In the third quarter to March 31, Phoenix TV recorded a net loss of HK$9.7 million on HK$152 million turnover.


The expected worsening in the fourth quarter will be coupled with the implementation of a cap of 2 per cent of turnover as tax-deductible advertising expenditure and the heavy start-up costs of two new channels, according to analysts.


Credit Suisse First Boston, among the most bearish of the analysts, forecast that Phoenix TV would record a HK$41.8 million fourth quarter net loss.


'We forecast the losses in the latter half of the year to eat away profit growth made in the first half,' it said.


On a full-year basis, analysts were forecasting that Phoenix TV would post a profit of between HK$46 million and HK$79 million.


The satellite TV operator earned HK$87.8 million net profit on HK$542.8 million revenue in the nine months to March 31. DBS Securities said an estimated 43 per cent rise in operational expenditure to HK$675 million was behind the profit eclipse.


The anticipated cost surge was caused by the launch of Phoenix Weekly magazine and roll-out of the Phoenix North America Chinese Channel at the end of last year and the Phoenix InfoNews Channel earlier this year, DBS said.

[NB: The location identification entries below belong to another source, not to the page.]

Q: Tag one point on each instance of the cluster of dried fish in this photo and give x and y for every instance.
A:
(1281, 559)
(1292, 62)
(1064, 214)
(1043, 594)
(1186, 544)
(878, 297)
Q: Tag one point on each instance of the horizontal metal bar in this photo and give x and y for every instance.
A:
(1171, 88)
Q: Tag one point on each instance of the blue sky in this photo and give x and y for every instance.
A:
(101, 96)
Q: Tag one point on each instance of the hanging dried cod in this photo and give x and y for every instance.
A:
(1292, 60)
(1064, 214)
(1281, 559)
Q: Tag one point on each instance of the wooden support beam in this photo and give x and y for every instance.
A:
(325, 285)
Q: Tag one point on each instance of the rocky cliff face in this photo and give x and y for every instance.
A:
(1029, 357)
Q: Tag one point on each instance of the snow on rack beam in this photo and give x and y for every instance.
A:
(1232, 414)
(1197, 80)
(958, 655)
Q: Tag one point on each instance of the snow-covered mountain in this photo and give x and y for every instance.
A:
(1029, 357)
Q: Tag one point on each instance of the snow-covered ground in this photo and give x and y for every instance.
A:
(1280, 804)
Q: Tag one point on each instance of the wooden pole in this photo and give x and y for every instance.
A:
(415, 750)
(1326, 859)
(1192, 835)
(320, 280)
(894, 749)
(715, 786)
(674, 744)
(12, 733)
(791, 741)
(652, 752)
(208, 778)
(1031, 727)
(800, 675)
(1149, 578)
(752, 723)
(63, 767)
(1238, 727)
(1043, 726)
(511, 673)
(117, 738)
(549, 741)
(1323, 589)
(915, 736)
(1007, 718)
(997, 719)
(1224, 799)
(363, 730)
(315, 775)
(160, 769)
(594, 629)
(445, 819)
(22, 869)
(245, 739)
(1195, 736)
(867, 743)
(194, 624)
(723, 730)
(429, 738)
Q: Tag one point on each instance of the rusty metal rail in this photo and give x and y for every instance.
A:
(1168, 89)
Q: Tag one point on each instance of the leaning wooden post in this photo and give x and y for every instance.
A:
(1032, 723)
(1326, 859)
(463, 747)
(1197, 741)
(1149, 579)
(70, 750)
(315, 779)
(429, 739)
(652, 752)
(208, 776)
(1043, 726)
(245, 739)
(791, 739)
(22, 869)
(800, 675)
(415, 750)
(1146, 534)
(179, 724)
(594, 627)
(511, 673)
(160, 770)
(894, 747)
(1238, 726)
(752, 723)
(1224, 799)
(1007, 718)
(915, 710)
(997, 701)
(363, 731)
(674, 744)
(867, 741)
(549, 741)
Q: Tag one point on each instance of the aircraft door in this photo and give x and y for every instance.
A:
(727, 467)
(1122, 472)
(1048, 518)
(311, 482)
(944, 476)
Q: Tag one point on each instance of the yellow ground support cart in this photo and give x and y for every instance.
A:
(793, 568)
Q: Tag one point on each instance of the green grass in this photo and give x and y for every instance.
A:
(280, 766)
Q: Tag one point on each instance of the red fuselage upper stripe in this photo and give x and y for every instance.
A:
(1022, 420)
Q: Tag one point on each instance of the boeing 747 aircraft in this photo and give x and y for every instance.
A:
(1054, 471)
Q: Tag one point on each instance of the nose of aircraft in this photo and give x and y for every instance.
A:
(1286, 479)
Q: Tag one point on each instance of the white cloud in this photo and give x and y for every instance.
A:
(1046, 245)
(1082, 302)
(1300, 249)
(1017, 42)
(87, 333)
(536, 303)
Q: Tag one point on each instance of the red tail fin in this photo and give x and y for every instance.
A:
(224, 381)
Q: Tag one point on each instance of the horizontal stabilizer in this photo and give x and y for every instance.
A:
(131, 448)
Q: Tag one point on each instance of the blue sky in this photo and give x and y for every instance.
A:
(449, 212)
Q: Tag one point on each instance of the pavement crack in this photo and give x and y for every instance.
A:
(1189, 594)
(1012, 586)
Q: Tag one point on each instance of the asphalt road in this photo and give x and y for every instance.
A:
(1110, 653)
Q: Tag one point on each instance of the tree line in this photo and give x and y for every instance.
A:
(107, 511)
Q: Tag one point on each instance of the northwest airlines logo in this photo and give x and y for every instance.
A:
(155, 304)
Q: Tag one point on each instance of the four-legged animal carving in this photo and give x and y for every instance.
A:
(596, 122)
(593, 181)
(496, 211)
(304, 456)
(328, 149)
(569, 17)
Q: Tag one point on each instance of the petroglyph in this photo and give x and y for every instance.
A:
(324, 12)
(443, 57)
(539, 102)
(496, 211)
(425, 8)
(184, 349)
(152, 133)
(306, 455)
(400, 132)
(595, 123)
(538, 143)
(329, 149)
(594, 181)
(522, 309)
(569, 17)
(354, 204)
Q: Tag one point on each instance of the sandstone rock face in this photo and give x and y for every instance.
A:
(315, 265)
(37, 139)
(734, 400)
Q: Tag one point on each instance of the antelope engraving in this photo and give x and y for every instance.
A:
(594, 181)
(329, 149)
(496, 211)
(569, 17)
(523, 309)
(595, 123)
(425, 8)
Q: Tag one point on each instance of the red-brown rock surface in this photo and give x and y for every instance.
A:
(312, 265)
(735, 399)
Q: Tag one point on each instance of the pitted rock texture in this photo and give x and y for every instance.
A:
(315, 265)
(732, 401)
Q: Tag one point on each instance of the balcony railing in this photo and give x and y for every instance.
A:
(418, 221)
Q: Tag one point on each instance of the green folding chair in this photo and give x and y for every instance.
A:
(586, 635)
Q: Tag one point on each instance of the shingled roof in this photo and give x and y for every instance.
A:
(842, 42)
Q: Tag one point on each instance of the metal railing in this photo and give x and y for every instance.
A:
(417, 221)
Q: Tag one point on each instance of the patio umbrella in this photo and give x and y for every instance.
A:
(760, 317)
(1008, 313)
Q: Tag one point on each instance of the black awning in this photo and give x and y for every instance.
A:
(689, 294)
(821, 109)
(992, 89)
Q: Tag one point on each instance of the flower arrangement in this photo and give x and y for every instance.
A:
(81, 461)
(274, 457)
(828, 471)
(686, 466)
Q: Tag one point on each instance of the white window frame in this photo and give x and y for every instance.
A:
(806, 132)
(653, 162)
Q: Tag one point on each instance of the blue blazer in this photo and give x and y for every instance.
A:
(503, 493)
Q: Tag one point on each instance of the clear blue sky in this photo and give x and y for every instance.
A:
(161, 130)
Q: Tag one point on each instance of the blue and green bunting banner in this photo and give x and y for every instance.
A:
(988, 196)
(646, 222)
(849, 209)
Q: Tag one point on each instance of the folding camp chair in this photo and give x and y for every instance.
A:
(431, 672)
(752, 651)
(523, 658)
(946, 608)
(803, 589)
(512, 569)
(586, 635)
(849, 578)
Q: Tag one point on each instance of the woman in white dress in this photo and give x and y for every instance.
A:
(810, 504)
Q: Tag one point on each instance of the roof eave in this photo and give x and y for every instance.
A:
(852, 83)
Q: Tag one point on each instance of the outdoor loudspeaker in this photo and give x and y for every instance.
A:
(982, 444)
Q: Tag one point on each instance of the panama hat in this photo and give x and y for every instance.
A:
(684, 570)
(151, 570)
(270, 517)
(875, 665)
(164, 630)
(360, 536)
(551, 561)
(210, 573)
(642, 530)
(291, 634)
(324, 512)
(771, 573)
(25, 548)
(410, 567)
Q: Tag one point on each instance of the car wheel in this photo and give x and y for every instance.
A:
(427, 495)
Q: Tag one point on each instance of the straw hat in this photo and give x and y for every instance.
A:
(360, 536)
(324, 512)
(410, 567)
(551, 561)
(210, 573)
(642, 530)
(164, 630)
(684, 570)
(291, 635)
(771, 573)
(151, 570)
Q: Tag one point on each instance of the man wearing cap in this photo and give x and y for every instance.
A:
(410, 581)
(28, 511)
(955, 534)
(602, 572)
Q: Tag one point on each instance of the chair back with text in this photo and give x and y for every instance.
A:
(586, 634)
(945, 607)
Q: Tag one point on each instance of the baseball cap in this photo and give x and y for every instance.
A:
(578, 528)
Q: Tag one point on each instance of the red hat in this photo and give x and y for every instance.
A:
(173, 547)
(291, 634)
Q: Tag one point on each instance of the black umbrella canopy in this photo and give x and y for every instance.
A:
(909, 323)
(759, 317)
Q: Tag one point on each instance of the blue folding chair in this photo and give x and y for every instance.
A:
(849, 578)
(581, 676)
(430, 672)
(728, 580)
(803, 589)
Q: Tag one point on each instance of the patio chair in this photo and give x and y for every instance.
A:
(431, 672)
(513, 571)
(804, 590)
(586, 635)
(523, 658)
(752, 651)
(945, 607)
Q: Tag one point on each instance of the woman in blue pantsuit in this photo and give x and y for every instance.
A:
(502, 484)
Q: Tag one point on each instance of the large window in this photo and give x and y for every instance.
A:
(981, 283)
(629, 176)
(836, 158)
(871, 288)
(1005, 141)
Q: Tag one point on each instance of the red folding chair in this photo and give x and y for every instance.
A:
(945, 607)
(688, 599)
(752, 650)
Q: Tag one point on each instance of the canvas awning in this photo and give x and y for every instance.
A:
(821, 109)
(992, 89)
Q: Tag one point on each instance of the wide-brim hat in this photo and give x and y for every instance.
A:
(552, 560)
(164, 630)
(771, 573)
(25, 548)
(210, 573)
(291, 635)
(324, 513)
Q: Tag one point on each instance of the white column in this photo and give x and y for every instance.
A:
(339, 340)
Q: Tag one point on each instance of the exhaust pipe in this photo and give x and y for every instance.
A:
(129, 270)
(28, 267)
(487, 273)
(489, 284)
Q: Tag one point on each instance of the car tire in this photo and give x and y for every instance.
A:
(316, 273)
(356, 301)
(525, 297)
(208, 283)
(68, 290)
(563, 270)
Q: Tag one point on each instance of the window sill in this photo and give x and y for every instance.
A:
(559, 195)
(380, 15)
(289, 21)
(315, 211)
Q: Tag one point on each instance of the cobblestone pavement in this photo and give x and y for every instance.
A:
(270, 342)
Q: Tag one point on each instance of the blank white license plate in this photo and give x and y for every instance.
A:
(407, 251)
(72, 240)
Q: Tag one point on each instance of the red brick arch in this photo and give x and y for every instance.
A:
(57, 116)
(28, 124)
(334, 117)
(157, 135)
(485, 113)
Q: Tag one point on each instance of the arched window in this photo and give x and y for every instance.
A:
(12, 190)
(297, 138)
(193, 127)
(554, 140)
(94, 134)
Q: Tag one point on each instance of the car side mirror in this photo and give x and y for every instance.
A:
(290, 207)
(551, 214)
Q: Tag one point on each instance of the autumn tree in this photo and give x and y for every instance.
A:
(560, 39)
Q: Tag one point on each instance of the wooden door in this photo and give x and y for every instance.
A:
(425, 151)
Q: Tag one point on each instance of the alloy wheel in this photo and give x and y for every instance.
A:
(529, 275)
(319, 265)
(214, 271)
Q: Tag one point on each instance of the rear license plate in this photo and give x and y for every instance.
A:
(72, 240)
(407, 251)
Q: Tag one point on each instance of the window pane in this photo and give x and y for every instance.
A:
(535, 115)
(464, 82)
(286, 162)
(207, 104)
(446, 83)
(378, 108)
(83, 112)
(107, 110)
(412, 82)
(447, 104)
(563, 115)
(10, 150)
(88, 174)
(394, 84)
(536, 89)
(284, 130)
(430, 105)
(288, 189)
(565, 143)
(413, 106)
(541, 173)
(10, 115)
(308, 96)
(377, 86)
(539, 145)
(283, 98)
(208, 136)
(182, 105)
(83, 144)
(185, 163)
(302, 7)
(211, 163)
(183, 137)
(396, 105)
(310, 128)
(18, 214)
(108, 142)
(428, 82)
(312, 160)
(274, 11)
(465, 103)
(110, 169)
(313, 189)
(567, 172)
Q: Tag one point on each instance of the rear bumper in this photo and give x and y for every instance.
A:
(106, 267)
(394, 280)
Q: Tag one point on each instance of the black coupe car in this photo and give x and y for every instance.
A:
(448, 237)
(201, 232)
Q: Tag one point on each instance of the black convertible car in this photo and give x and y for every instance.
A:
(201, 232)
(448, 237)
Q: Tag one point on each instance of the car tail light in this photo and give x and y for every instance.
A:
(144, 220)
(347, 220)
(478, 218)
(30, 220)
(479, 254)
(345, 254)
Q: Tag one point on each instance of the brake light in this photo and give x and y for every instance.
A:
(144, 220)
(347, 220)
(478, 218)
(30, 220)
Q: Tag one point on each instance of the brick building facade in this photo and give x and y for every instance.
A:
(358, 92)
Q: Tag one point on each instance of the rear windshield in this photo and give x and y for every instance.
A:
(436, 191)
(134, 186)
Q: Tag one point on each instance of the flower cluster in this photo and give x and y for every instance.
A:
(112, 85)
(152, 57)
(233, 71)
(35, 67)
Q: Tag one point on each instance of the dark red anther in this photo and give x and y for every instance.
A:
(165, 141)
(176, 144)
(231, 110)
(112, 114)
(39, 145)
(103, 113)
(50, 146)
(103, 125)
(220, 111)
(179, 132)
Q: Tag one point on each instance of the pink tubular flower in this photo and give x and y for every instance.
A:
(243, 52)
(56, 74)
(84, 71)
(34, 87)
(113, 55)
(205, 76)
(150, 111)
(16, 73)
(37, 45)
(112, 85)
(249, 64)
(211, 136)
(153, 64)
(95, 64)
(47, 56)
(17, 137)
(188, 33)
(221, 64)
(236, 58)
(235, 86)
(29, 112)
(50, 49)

Analysts also expected Phoenix TV to post a slowdown in revenue in the fourth quarter.


DBS Securities is forecasting that Phoenix TV's advertising revenue will dip by 4.5 per cent from the previous quarter.


The five brokerage firms surveyed by Business Post forecast Phoenix TV to record full-year revenue of between HK$683 million and HK$751 million, representing a growth rate of between 33.5 per cent and 46.8 per cent.


Last year, Phoenix TV's revenue grew 62.4 per cent. Morgan Stanley said Phoenix TV was more expensive than its global peers as it was trading at 44 times 2002 earnings per share.


Phoenix TV shares yesterday rose one HK cent to finish at 94 HK cents.